En 2018, l’UNESCO avait également présenté le Caveau des Patriarches et le tombeau de Rachel, près de Bethléem, comme faisant partie intégrante du "territoire palestinien occupé". En septembre 2023, l’inscription de l’ancienne Jéricho, Tel es-Sultan, comme site palestinien avait suscité de nouvelles critiques israéliennes.

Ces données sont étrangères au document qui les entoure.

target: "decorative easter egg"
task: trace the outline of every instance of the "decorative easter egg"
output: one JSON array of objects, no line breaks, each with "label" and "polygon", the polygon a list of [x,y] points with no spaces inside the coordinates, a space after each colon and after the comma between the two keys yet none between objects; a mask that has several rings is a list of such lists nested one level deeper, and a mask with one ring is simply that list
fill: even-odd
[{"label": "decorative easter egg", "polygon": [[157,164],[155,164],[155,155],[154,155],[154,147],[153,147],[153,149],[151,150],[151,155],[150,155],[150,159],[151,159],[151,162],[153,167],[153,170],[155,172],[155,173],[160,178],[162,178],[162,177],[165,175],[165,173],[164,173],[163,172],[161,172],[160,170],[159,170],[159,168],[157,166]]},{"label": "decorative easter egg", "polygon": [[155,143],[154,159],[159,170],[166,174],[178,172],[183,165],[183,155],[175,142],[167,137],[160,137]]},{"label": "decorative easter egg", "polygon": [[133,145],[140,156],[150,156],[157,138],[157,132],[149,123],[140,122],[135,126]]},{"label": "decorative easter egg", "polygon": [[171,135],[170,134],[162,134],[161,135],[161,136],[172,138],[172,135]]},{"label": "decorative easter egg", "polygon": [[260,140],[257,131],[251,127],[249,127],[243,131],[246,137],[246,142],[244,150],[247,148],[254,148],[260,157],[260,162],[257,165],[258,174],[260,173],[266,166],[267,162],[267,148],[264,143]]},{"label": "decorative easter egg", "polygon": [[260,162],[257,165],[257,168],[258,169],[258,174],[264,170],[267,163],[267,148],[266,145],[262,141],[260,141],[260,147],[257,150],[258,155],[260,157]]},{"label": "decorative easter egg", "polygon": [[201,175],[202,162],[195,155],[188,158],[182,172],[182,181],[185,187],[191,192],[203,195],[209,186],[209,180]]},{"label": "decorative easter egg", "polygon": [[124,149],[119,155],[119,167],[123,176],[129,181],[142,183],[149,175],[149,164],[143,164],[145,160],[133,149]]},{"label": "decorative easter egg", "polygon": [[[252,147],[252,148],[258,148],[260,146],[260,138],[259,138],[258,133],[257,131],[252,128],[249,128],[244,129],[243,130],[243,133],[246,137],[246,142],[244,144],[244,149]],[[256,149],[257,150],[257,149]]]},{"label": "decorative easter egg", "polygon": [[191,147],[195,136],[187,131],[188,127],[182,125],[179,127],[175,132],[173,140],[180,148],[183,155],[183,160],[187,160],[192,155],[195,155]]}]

Les relations entre l’organisation et Israël sont depuis longtemps tendues. Les États-Unis avaient annoncé leur retrait de l’UNESCO en 2017, lors du premier mandat de Donald Trump, en invoquant notamment son parti pris contre Israël. L’État hébreu avait quitté l’organisation en 2019. Après le retour de Washington sous l’administration Biden en 2023, la seconde administration Trump a annoncé un nouveau retrait américain en juillet 2025, avançant une nouvelle fois des accusations de politisation et de partialité envers Israël.